It was a lovely August evening. The sun, set in a golden background lightly flecked with purple, stood above the western horizon on the point of sinking behind the faraway tumuli. In the garden, shadows and half-shadows had vanished, and the air had grown damp, but the golden light was still playing on the treetops. … It was warm. … Rain had just fallen, and made the fresh, transparent fragrant air still fresher.

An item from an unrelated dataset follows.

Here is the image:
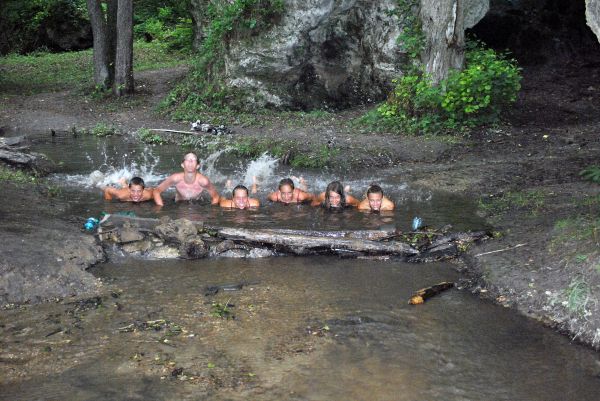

I am not describing the August of Petersburg or Moscow, foggy, tearful, and dark, with its cold, incredibly damp sunsets. God forbid! I am not describing our cruel northern August. I ask the reader to move with me to the Crimea, to one of its shores, not far from Feodosia, the spot where stands the villa of one of our heroes. It is a pretty, neat villa surrounded by flowerbeds and clipped bushes. A hundred paces behind it is an orchard in which its inmates walk. … Groholsky pays a high rent for that villa, a thousand roubles a year, I believe. … The villa is not worth that rent, but it is pretty. … Tall, with delicate walls and very delicate parapets, fragile, slender, painted a pale blue colour, hung with curtains, portières, draperies, it suggests a charming, fragile Chinese lady. …
On the evening described above, Groholsky and Liza were sitting on the verandah of this villa. Groholsky was reading Novoye Vremya and drinking milk out of a green mug. A syphon of Seltzer water was standing on the table before him. Groholsky imagined that he was suffering from catarrh of the lungs, and by the advice of Dr.